STANDARD: Kam die Anfrage für die Arbeit über die Volksbühne durch Intendant Frank Castorf? Sie sind doch fast gleichalt und beide Ostberliner.

Heise: Aber wir kennen uns eigentlich gar nicht. Ich weiß, dass er meine Filme gesehen hat und gut findet. Das Erste, was ich von ihm gesehen habe, war Der Bau in den Achtzigerjahren in Karl-Marx-Stadt. Wir sind eher über große Distanz miteinander bekannt, eine Spezialität des Ostens: Man hatte persönlich nicht miteinander zu tun, war aber trotzdem informiert, was der andere so macht. Das ist in Österreich übrigens auch so. Weil es so wenig Leute sind. Dadurch ist der Bereich derer, die mit Kunst arbeiten, relativ klein. Man weiß, wer was treibt.

STANDARD: Sie sind seit einem Jahr Professor an der Akademie der bildenden Künste in Wien, vorher waren Sie in Karlsruhe an der Hochschule für Gestaltung. Gibt es Ähnlichkeiten?

Heise: Österreich ist ein Land mit einer Filmkultur, ein Kinoland. Die Leute sind cinephil. Das ist für mich unglaublich, eine Utopie. Karlsruhe hat dagegen damit zu tun, dass Deutschland ein Fernsehland ist.

STANDARD: Was heißt das?

Heise: Dass es in Österreich eine andere Förderstruktur gibt.
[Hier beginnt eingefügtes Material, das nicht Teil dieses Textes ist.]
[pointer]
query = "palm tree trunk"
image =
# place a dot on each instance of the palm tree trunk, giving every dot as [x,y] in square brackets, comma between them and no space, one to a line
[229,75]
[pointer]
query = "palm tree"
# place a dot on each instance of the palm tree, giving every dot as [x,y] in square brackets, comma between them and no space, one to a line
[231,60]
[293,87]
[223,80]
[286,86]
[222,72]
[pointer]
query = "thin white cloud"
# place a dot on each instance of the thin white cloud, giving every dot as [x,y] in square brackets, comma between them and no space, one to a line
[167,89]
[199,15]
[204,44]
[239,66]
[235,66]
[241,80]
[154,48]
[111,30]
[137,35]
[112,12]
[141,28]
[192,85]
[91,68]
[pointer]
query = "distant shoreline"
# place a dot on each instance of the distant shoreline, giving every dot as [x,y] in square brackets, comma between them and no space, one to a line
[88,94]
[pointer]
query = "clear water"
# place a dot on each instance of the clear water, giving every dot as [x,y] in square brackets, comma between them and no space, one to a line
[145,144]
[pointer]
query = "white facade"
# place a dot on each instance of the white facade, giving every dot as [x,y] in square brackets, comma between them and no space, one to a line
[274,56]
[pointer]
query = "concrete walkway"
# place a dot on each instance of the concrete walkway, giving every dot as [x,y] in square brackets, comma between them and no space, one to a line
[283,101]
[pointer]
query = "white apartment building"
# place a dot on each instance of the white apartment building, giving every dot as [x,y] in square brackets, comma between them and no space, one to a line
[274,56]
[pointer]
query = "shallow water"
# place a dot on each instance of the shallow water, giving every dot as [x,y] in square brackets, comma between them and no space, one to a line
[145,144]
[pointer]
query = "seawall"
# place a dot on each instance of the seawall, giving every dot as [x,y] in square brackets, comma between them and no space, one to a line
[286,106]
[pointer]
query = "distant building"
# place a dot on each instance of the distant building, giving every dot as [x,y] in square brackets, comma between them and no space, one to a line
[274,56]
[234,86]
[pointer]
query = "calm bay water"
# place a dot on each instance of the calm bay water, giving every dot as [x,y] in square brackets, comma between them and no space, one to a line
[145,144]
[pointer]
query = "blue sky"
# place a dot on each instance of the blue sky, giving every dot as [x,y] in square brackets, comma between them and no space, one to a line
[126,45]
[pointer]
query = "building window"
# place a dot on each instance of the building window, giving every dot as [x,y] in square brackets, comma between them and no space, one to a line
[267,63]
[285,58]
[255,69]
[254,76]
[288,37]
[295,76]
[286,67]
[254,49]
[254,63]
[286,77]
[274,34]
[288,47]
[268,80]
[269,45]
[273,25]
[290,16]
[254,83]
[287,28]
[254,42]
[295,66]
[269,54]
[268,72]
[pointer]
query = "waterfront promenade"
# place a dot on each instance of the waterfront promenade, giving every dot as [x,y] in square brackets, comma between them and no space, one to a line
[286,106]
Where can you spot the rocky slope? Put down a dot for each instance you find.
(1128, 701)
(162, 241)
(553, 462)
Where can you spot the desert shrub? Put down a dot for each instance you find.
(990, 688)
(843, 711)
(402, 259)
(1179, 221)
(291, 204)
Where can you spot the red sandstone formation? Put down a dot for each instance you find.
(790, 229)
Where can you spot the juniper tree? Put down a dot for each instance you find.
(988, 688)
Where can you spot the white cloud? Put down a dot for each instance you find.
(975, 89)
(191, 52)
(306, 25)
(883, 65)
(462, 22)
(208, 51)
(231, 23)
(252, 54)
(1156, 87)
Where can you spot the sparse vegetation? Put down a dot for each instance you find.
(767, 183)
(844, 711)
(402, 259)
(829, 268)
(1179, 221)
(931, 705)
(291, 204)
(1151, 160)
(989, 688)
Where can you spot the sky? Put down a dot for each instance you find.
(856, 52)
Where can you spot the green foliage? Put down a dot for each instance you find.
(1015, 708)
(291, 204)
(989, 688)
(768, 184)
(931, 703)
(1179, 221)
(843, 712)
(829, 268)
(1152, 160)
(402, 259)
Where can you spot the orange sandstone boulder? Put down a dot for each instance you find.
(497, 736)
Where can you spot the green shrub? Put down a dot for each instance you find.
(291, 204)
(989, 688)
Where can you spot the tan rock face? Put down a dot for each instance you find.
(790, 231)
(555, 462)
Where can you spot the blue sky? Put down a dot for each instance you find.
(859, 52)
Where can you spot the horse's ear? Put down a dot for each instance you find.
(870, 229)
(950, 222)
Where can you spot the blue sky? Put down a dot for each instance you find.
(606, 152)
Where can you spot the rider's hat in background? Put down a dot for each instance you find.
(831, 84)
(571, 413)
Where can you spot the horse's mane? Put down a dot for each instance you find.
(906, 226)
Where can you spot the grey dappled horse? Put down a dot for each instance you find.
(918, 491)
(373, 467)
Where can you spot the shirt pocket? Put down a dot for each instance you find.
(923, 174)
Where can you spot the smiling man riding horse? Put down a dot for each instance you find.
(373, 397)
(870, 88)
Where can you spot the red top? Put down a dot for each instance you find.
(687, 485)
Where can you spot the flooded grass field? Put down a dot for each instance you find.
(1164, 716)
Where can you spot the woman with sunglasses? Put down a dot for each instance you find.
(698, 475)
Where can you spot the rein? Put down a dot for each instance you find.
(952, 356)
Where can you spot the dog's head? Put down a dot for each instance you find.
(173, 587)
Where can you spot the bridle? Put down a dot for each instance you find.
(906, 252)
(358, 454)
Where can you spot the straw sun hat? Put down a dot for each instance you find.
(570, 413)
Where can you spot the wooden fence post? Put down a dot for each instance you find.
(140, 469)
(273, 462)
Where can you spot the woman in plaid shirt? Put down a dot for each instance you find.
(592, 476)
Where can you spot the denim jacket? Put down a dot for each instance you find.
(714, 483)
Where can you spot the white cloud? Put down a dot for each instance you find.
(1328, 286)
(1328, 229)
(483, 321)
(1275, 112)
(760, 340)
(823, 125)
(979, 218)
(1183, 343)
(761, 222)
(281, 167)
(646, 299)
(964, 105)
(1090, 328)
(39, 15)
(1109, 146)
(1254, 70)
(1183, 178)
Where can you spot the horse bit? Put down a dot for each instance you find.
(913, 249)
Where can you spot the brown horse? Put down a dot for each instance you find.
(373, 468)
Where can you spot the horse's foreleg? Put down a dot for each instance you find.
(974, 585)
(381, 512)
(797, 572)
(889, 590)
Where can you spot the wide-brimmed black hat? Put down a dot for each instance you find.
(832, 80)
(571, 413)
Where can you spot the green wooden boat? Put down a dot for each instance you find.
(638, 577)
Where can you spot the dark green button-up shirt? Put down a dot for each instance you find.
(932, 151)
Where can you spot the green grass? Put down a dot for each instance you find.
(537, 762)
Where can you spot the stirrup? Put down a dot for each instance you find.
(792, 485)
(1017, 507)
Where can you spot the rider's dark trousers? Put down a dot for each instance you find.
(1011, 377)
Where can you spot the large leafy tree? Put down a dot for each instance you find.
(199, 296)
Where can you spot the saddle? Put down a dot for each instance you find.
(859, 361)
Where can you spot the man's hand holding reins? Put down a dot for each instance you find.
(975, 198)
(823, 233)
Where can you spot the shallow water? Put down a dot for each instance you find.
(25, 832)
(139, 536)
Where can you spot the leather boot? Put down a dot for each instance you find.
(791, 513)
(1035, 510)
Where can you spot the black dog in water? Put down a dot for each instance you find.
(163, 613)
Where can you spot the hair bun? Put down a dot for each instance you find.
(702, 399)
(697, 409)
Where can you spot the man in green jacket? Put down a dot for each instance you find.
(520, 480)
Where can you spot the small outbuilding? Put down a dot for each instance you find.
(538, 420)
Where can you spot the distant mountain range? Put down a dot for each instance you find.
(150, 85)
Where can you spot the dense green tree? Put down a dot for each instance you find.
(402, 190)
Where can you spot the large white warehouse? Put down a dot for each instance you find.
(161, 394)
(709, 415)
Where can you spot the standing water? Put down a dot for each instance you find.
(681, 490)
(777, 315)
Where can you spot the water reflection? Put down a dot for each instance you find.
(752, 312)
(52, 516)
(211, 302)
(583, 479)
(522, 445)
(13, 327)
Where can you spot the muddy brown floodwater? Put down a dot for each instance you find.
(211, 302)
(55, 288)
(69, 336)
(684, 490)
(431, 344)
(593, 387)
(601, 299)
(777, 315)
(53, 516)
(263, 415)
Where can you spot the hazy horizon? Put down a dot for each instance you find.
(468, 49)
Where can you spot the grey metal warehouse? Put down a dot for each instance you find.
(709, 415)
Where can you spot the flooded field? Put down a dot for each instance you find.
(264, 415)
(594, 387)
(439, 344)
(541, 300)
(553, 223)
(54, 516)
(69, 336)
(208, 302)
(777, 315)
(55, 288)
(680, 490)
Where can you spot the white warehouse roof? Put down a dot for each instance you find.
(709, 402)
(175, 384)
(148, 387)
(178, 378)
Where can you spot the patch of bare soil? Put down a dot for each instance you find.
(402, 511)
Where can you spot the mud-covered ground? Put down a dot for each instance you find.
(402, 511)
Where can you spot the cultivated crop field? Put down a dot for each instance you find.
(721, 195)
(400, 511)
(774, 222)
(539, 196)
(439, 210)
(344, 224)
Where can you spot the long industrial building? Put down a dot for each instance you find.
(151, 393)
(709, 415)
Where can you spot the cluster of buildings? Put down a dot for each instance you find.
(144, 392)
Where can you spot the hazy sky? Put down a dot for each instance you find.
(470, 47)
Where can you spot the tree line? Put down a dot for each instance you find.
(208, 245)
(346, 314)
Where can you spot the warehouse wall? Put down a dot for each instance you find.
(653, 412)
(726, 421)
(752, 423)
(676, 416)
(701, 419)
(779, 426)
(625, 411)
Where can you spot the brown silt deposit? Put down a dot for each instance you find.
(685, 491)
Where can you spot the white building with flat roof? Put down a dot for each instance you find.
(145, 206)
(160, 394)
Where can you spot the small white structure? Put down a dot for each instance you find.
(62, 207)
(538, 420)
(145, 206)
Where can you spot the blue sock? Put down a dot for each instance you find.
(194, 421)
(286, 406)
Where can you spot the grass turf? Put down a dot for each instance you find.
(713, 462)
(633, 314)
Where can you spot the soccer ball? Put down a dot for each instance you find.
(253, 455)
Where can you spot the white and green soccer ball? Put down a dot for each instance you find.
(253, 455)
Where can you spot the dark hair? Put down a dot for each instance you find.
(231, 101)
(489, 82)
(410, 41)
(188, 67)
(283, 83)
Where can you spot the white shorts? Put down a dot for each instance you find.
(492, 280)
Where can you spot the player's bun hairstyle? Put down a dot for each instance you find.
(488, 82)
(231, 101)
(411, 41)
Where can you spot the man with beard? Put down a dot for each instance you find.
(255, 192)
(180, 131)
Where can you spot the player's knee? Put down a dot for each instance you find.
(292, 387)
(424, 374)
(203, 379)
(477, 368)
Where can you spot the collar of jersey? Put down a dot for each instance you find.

In Deutschland wird fast kein Film gefördert, wenn nicht ein Fernsehsender mit dabei ist. Das ist der Abgrund. Normalerweise müsste das Fernsehen aus der Filmförderung raus, das sind zwei verschiedene Bereiche. Es wird gefördert, und dann darf das Fernsehen fertige Filme ankaufen. Das hat zur Folge, dass Dokumentarfilme aussehen wie Industrieprodukte.

STANDARD: Sie selbst drehen seit einigen Jahren digital.

Heise: Der Film wird aber wieder zurückkommen. Schon wegen der Haltbarkeit. Das Wiener Filmmuseum hat mir angeboten, Haus und Volkspolizei zu übernehmen und eine Kopie zu ziehen. Der Gedanke ist völlig richtig: Du musst re-analogisieren, was du aufbewahren willst. Der Ausländer, den Heiner-Müller-Film, haben wir schon ausbelichtet auf 35 mm: zwei Schwarz-Weiß-Kopien und das Negativ. Das ist der einzige Müller-Film, den's in fünfzig Jahren noch geben wird.

STANDARD: Wenn Sie sagen, in Wien herrsche eine andere Kinokultur - zeigt sich das auch bei den Studierenden?

Heise: Die sind cinephil, wobei das mitunter abenteuerliche Formen annimmt. Die schauen sich überall Sachen an, aber davon bleibt dann viel psychologischer Kunstsprech übrig, was mir ungemein auf die Nerven geht. Wenn du einen Film machst, musst du auch konkret drüber reden können und nicht nur abstrakt.

STANDARD: Wie vermitteln Sie das den Studierenden?

Heise: Indem ich sie zwinge, sich in eine Situation zu begeben, die sie nicht kennen: Ich möchte, dass ihr mit einer Rolle 16-mm-Film ein Porträt herstellt von einer Person, die ihr noch nie gesehen habt und die aus dem Bereich des Personals kommt. Und dann diskutierst du mit denen zwei Monate lang, was Personal ist. Da kommt jemand mit einer Näherin. Die ist aber selbstständig. Geht nicht.

STANDARD: Wieso ist es so wichtig, dass es sich um Angestellte handelt?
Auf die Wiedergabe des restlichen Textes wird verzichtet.